But let’s be honest, naff animated films are a dime a dozen. They’re a relatively cheap and reliable way to make a quick buck. There will always be parents looking to keep their bratty, snot-nosed children quiet for an hour and a half, and bright colours accompanied by the occasional poo joke are a sure-fire way to do just that. But The Emoji Movie’s greed expands further than just the price of admission, they had to push it one step further.
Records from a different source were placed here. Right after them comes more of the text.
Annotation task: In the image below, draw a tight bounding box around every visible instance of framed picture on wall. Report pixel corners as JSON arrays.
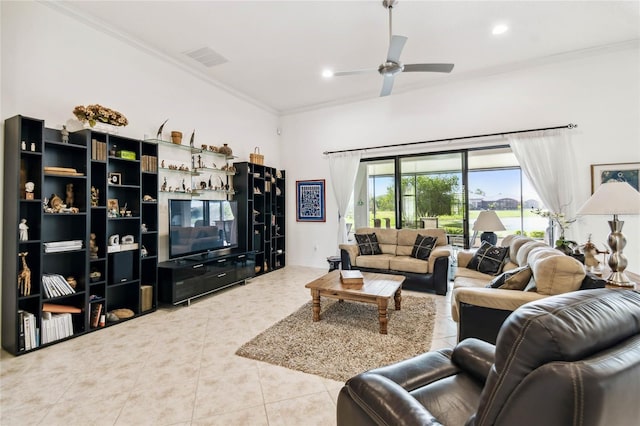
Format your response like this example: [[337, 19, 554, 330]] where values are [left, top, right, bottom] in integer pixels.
[[296, 179, 326, 222], [591, 162, 640, 193]]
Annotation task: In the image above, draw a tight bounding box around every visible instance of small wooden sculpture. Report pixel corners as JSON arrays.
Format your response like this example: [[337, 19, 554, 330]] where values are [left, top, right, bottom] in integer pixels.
[[65, 183, 74, 207], [91, 186, 99, 207], [89, 233, 99, 259], [17, 252, 31, 296]]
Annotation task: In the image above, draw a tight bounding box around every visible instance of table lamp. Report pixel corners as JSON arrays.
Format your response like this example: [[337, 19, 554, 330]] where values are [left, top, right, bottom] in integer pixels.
[[473, 210, 506, 245], [576, 181, 640, 287]]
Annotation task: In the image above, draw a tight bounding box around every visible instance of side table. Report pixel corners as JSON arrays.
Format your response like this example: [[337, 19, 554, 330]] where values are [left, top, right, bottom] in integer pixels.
[[327, 256, 341, 272]]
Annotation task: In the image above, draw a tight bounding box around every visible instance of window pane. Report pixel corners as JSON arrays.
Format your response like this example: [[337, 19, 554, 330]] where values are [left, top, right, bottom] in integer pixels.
[[400, 154, 463, 232], [354, 159, 396, 229]]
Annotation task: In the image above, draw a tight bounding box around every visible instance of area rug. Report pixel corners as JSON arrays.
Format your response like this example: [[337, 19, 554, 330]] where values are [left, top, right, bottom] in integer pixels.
[[235, 295, 436, 382]]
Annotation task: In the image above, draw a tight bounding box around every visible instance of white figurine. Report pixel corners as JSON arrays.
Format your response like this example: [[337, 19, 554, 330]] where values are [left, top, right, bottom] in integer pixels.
[[19, 219, 29, 241]]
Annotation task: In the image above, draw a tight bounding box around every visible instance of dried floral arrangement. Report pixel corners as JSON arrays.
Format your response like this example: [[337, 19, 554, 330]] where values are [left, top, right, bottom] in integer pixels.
[[73, 104, 128, 127]]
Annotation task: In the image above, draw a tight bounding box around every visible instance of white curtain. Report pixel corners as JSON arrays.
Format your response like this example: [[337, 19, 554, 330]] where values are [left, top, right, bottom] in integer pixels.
[[328, 151, 362, 245], [508, 129, 579, 243]]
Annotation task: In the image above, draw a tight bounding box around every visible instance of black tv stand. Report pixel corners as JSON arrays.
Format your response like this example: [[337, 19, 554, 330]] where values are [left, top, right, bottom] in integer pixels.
[[158, 251, 255, 305]]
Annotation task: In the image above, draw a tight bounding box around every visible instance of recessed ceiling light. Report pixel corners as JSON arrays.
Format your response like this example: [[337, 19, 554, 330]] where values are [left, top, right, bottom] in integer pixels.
[[322, 69, 334, 78], [492, 24, 509, 35]]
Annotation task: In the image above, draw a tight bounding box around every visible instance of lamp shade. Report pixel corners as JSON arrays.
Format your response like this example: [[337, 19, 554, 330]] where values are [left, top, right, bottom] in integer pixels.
[[472, 210, 506, 231], [576, 181, 640, 216]]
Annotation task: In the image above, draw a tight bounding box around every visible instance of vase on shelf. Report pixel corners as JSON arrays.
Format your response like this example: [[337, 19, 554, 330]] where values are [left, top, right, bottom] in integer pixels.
[[218, 143, 233, 156], [171, 131, 183, 145]]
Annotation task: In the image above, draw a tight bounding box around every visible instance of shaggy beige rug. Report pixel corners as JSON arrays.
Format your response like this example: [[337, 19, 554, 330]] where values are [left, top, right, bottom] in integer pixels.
[[236, 295, 436, 382]]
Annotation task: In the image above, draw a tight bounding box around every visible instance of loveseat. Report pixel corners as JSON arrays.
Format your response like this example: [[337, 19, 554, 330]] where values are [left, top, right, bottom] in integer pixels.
[[452, 234, 603, 343], [337, 289, 640, 426], [339, 227, 450, 295]]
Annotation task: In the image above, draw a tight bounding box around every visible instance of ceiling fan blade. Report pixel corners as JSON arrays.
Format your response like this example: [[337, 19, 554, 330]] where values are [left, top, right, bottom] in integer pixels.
[[403, 63, 455, 73], [380, 75, 395, 97], [386, 35, 407, 63], [333, 68, 378, 77]]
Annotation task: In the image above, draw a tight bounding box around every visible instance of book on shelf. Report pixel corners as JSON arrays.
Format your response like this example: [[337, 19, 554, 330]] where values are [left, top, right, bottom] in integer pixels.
[[90, 303, 103, 328], [43, 303, 82, 314], [340, 269, 364, 285], [18, 310, 37, 351], [41, 312, 73, 345], [91, 140, 107, 161], [43, 240, 83, 253], [42, 274, 76, 298]]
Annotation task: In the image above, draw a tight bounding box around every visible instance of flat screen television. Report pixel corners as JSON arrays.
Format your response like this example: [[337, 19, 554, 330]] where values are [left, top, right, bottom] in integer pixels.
[[169, 199, 239, 259]]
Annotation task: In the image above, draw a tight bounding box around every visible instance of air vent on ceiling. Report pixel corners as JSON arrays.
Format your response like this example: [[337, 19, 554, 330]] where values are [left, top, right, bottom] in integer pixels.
[[184, 47, 228, 68]]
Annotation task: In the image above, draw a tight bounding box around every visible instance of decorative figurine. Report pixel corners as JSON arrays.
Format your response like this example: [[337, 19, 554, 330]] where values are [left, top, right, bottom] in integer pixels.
[[19, 219, 29, 241], [89, 233, 99, 259], [61, 125, 69, 143], [161, 159, 165, 168], [65, 183, 74, 207], [190, 130, 195, 148], [17, 252, 31, 297], [108, 234, 120, 246], [141, 223, 148, 233], [91, 186, 99, 207], [49, 193, 64, 212], [25, 181, 35, 200], [583, 234, 607, 273], [66, 276, 77, 289], [181, 179, 186, 192], [141, 245, 148, 257], [156, 119, 168, 139], [161, 177, 167, 192], [198, 155, 202, 169]]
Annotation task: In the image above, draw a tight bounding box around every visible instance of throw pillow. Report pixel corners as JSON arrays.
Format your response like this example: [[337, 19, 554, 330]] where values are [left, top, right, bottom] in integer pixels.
[[579, 272, 607, 290], [411, 234, 437, 260], [468, 241, 509, 276], [354, 233, 382, 256], [486, 265, 532, 290]]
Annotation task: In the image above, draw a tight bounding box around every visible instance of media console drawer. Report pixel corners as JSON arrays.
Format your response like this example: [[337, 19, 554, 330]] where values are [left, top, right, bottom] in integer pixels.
[[158, 252, 255, 305]]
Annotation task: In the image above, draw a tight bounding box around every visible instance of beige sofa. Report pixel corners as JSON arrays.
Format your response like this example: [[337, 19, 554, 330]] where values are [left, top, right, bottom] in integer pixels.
[[339, 227, 451, 295], [452, 235, 596, 343]]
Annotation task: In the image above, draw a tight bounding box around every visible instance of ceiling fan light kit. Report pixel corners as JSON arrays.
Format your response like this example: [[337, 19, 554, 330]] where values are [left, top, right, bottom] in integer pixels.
[[332, 0, 454, 97]]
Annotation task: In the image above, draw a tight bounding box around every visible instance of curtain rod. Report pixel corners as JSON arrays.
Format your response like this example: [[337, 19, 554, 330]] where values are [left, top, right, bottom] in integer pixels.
[[323, 123, 578, 155]]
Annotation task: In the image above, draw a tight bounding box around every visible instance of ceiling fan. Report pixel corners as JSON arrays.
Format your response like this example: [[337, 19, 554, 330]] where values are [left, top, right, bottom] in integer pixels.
[[332, 0, 454, 97]]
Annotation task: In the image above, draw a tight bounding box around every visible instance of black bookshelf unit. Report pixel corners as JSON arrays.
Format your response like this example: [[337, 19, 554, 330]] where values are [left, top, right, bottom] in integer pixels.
[[2, 115, 158, 355], [233, 162, 285, 276], [158, 251, 255, 305]]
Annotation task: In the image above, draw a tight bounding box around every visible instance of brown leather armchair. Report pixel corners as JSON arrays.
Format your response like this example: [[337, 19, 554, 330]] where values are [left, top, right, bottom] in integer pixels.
[[337, 289, 640, 426]]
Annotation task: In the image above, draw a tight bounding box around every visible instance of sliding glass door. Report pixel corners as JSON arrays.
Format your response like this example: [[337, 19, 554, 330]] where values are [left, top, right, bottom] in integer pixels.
[[351, 147, 545, 249], [399, 153, 465, 239]]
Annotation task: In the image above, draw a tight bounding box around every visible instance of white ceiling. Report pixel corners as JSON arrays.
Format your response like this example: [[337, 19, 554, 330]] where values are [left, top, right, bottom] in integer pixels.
[[58, 1, 639, 115]]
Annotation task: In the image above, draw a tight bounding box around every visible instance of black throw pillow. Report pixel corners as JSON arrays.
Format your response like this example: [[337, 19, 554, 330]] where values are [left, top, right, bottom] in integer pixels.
[[486, 265, 532, 290], [579, 272, 607, 290], [411, 235, 437, 260], [354, 233, 382, 256], [468, 241, 509, 275]]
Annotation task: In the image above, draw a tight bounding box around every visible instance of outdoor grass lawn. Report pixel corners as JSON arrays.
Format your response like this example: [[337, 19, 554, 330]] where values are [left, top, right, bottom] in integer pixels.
[[348, 209, 546, 236]]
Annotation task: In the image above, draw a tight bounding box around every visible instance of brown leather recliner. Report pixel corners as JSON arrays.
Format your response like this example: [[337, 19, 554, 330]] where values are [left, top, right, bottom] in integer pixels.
[[337, 289, 640, 426]]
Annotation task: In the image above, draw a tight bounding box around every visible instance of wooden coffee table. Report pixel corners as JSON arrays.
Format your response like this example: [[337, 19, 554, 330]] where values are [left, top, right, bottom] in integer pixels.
[[304, 270, 405, 334]]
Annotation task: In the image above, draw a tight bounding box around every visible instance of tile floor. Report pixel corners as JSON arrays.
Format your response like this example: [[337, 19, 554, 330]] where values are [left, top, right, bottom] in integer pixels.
[[0, 266, 458, 425]]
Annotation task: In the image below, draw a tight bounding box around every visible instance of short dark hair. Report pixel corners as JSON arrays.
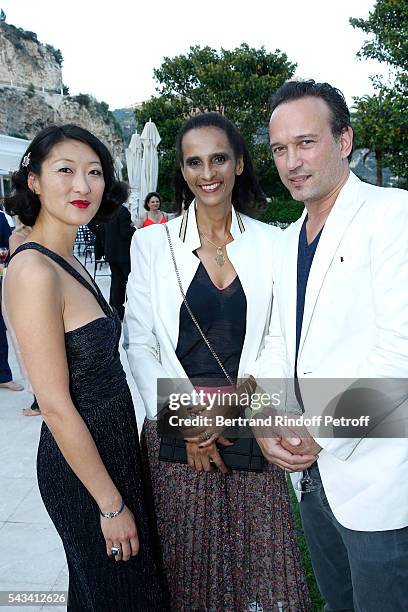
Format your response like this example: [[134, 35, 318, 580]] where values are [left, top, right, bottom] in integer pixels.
[[4, 124, 129, 226], [173, 112, 266, 213], [270, 80, 352, 160], [144, 191, 162, 211]]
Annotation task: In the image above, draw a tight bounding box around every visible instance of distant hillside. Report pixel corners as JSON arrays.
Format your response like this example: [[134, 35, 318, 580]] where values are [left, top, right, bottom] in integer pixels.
[[112, 108, 138, 145], [351, 149, 401, 187]]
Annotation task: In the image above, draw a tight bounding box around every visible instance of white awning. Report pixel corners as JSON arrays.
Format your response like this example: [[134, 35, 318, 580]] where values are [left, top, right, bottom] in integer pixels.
[[0, 134, 31, 175]]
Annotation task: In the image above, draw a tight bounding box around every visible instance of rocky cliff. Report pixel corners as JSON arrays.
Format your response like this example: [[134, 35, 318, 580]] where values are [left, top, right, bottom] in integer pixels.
[[0, 22, 62, 92], [0, 21, 124, 158]]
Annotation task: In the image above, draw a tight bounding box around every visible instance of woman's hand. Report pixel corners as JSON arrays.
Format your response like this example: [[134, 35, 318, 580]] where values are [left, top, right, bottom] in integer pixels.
[[101, 505, 139, 562], [187, 377, 257, 448], [185, 437, 234, 474]]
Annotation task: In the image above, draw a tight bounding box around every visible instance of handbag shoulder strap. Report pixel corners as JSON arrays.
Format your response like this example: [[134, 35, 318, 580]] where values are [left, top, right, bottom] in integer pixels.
[[164, 224, 234, 387]]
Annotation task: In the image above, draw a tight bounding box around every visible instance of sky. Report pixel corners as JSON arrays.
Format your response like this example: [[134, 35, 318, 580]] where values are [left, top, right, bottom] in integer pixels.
[[1, 0, 390, 111]]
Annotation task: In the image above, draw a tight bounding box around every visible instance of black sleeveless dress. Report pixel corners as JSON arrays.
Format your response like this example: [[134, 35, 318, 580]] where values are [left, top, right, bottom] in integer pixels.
[[10, 243, 167, 612]]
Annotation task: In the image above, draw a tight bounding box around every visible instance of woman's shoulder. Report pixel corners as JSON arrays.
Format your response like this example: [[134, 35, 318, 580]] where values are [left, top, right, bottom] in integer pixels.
[[7, 248, 59, 292], [131, 219, 171, 253], [5, 249, 64, 331], [137, 213, 181, 234]]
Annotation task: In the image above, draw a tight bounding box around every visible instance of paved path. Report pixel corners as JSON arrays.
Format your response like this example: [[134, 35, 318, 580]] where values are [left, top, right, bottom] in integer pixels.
[[0, 260, 145, 611]]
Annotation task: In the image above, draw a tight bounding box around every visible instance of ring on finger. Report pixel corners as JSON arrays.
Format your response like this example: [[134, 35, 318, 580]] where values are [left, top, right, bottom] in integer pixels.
[[111, 546, 121, 557], [199, 431, 212, 442]]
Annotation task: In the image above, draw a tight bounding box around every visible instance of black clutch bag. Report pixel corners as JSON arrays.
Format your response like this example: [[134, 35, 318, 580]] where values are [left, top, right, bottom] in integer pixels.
[[159, 435, 265, 472]]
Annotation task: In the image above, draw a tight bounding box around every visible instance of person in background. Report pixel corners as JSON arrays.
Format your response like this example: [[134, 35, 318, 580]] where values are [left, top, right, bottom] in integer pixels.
[[137, 192, 168, 228], [8, 219, 41, 415], [103, 203, 135, 321], [0, 209, 23, 392], [88, 220, 105, 262]]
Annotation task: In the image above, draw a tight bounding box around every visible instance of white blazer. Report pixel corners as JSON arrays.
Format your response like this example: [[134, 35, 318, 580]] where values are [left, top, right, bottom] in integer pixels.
[[257, 172, 408, 531], [124, 203, 280, 420]]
The Emoji Movie isn’t so much a film, as a feature length advertisement. An advertisement that you have to pay to watch! Product placement is nothing new in cinema, any adult with an iota of common sense can spot that Brad Pitt randomly drinking a Pepsi mid-scene is an advert. But to do this in a film aimed at children, and to the level The Emoji Movie does it, is something else entirely. Even Michael Bay, arguably the king of product placement, has the decency to have giant robots punching each other just to draw some of the attention away from the logos and brands laced in his films and let’s be honest, most kids are more interested in the mechanised mayhem going on in the foreground than the energy drink billboard in the background.

The Emoji Movie instead brings these products to the foreground even making them an integral part of the “plot”. Several apps are featured throughout Gene’s quest through the phone, the developers no doubt paying a hefty sum to have them featured, including two separate scenes where they literally just play Candy Crush and Just Dance for five minutes. But the straw that breaks the camel’s back has to be a line spoken whilst hiding from the baddies in cloud storage service Dropbox. It’s something to the effect of “He can’t get in here because he’s illegal malware and this app is secure”. Is that really the level we’re at in terms of marketing? It’s disgusting and deplorable and I urge you to never give this film so much as a penny. Fun side note, Dropbox was actually hacked last year with over 68 million users having their emails and passwords leaked to the internet. But don’t worry, this film just told your impressionable child that it’s safe now.

So yes, The Emoji Movie really is as bad as we all thought it would be, possibly worse. It’s vapid and boring and so clearly manufactured for cash. But the really sad part? At the time of writing this review it’s made almost double its budget at the box office (this doesn’t include the money paid by developers for advertisements). Yes, the industry is in a very sorry state of affairs and The Emoji Movie is the absolute pinnacle of everything wrong with it.